Focus on Specific Playlists from Custom File
python download_karaoke.py --songlist-focus "CCKaraoke" --songlist-file "data/my_custom_songlist.json"
Force Download from Channels (Bypass All Existing File Checks)
python download_karaoke.py --songlist-focus "2025 - Apple Top 50" --force
Download with Fuzzy Matching
python download_karaoke.py --songlist-only --limit 10 --fuzzy-match --fuzzy-threshold 85
Download Latest N Videos Per Channel
python download_karaoke.py --latest-per-channel --limit 5
Download Latest N Videos Per Channel (with fuzzy matching)

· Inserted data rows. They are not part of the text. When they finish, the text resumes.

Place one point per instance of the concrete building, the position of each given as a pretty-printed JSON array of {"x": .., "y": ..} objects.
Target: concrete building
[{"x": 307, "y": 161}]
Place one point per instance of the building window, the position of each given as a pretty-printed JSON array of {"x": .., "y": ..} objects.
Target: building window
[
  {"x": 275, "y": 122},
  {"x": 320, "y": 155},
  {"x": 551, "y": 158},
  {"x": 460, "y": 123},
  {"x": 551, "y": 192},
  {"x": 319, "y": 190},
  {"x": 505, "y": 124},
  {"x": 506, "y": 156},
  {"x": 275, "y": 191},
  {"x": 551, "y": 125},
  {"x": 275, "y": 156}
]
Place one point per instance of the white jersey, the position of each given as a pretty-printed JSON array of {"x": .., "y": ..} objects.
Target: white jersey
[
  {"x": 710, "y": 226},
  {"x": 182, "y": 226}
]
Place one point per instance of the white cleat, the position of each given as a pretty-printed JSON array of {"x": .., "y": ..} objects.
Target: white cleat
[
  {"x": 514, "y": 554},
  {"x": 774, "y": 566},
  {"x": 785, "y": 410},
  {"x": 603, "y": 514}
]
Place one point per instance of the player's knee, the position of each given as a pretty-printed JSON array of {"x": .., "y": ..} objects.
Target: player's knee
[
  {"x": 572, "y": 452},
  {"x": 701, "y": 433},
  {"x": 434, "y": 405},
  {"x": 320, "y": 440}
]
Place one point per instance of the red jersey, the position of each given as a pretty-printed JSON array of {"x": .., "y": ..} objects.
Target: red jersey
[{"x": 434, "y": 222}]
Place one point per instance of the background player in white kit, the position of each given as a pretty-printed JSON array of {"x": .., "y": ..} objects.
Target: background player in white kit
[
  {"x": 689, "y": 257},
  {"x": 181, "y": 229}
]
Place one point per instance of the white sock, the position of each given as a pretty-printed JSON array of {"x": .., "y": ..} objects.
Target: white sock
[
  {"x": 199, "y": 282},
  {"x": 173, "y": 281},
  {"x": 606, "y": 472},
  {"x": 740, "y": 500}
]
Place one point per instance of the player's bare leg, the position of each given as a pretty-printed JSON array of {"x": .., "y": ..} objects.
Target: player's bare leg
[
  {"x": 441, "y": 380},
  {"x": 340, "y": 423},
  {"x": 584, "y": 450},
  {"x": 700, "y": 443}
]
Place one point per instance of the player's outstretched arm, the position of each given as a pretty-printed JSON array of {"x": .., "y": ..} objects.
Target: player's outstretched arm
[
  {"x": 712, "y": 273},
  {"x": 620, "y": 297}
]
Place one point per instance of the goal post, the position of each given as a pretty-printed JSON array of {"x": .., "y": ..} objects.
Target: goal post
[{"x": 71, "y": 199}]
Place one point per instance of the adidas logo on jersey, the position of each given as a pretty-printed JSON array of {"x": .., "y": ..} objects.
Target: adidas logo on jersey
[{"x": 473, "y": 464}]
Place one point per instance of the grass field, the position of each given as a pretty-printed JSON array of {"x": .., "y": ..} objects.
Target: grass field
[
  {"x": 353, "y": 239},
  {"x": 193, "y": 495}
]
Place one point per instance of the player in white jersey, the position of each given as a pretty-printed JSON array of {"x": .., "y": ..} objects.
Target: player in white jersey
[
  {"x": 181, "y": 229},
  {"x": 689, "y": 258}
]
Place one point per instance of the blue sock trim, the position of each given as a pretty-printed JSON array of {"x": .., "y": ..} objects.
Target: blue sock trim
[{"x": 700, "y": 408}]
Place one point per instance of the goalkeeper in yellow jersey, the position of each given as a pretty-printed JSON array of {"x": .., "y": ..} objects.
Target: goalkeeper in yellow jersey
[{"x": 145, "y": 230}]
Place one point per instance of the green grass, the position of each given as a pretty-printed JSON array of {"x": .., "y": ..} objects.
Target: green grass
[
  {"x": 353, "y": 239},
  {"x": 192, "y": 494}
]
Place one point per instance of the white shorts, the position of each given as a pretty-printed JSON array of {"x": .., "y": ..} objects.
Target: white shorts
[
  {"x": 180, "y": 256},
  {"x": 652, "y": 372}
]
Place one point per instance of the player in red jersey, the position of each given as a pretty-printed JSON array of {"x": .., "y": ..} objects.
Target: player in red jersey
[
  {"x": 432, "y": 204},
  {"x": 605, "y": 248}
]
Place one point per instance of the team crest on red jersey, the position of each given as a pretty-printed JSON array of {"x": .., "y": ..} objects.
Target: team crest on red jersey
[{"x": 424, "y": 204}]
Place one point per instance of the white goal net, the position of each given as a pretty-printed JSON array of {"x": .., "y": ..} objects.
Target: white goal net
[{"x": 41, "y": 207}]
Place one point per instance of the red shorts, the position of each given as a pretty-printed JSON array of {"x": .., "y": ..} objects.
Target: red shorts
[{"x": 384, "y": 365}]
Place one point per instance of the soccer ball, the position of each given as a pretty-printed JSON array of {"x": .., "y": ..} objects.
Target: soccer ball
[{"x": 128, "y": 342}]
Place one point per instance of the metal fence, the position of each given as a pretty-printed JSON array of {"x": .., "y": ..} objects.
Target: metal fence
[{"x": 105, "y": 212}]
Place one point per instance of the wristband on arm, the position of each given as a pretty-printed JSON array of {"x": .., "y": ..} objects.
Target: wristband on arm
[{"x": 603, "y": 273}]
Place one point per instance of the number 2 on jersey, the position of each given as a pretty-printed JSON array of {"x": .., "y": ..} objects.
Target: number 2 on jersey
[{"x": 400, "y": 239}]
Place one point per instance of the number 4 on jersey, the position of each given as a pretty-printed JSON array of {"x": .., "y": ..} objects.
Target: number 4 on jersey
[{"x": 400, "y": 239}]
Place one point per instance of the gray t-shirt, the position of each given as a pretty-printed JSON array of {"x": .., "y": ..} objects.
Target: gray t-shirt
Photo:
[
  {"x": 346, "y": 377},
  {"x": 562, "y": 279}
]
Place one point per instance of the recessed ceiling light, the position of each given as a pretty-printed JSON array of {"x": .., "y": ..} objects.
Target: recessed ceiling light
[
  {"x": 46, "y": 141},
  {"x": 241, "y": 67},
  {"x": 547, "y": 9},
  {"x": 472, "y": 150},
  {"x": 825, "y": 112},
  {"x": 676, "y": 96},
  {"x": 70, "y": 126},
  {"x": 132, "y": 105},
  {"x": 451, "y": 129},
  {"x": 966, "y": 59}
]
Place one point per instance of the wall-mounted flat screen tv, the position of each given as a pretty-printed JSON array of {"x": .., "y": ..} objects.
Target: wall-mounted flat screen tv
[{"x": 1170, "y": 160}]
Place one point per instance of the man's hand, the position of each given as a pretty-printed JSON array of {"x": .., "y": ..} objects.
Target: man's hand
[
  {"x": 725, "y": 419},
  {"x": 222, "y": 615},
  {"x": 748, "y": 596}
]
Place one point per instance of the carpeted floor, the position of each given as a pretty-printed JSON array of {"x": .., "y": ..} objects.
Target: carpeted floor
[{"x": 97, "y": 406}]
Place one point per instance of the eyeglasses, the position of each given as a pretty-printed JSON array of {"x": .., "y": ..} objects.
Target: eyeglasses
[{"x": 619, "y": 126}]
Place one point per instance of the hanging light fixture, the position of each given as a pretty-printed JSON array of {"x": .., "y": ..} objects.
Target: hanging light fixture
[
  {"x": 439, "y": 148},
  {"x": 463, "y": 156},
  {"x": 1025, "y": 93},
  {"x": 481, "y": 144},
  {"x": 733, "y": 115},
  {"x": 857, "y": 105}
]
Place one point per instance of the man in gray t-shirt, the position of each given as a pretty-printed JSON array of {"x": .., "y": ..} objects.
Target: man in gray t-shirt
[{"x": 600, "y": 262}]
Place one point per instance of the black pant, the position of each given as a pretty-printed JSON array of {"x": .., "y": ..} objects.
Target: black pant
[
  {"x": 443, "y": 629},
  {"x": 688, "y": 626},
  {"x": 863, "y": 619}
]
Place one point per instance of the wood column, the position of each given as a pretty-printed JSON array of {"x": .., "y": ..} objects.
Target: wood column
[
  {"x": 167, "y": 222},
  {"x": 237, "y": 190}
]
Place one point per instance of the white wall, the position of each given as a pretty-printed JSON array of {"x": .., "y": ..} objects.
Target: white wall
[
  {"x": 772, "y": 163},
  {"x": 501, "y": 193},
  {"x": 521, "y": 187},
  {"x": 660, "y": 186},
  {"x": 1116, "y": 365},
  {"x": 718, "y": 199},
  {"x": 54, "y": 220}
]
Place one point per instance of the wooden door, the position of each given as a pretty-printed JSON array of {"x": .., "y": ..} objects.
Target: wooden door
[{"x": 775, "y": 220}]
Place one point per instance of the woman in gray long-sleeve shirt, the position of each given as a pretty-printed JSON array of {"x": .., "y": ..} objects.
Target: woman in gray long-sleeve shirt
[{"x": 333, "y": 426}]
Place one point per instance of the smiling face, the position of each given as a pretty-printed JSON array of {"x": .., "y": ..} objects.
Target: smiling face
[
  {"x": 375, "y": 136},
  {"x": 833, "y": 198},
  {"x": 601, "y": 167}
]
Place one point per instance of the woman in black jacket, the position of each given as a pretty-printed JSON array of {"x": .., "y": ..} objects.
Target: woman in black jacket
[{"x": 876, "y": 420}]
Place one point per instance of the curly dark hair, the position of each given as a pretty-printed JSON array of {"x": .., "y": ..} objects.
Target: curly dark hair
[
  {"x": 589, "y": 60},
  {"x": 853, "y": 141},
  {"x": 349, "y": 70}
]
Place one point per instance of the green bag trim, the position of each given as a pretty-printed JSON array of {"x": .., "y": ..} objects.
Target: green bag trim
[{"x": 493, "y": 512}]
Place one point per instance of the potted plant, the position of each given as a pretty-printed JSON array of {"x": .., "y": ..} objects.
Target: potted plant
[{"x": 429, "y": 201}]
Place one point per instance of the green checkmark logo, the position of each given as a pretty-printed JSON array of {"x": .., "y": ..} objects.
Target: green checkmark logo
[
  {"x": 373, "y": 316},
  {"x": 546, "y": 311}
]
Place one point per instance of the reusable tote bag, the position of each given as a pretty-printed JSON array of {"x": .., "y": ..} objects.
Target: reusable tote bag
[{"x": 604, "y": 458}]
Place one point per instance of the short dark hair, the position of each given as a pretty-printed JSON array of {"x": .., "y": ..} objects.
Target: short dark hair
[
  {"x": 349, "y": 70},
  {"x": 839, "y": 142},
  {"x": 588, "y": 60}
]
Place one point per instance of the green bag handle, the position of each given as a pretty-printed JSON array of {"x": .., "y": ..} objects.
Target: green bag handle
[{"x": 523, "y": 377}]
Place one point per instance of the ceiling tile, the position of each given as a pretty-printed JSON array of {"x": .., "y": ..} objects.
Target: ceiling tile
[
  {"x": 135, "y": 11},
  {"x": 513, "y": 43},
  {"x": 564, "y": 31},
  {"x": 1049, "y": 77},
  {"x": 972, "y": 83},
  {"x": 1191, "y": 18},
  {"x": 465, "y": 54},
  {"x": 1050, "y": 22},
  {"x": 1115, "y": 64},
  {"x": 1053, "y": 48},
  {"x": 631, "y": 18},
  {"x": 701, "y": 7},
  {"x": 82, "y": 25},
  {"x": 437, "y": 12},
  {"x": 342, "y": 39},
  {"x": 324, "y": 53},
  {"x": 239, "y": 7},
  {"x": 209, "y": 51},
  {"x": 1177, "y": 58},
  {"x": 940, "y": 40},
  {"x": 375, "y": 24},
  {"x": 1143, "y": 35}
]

python download_karaoke.py --latest-per-channel --limit 5 --fuzzy-match --fuzzy-threshold 85
Prioritize Songlist in Download Queue
python download_karaoke.py --songlist-priority
Show Songlist Download Progress
python download_karaoke.py --songlist-status
Limit Number of Downloads
python download_karaoke.py --limit 5
Override Resolution
python download_karaoke.py --resolution 1080p
Reset/Start Over for a Channel
python download_karaoke.py --reset-channel SingKingKaraoke
Reset Channel and Songlist Songs
python download_karaoke.py --reset-channel SingKingKaraoke --reset-songlist
Clear Channel Cache
python download_karaoke.py --clear-cache SingKingKaraoke
python download_karaoke.py --clear-cache all
🧠 Songlist Integration
- Place your prioritized song list in
data/songList.json(see example format below). - The tool will match and prioritize these songs across all available channel videos.
- Use
--songlist-onlyto download only these songs, or--songlist-priorityto prioritize them in the queue. - Use
--songlist-focusto download only songs from specific playlists by title (e.g.,--songlist-focus "2025 - Apple Top 50" "2024 - Billboard Hot 100"). - Download progress for the songlist is tracked globally in
data/songlist_tracking.json.
Example data/songList.json
[
{
"title": "2025 - Apple Top 50",
"songs": [
{ "artist": "Kendrick Lamar & SZA", "title": "luther", "position": 1 },
{ "artist": "Kendrick Lamar", "title": "Not Like Us", "position": 2 }
]
},
{
"title": "2024 - Billboard Hot 100",
"songs": [
{ "artist": "Taylor Swift", "title": "Cruel Summer", "position": 1 },
{ "artist": "Billie Eilish", "title": "Happier Than Ever", "position": 2 }
]
}
]
🛠️ Tracking & Caching
- data/karaoke_tracking.json: Tracks all downloads, statuses, and formats
- data/songlist_tracking.json: Tracks global songlist download progress
- data/server_duplicates_tracking.json: Tracks songs found to be duplicates on the server for future skipping
- data/channel_cache.json: Caches channel video lists for performance
📂 Folder Structure
KaroakeVideoDownloader/
├── commands.txt # Complete CLI commands reference (copy/paste ready)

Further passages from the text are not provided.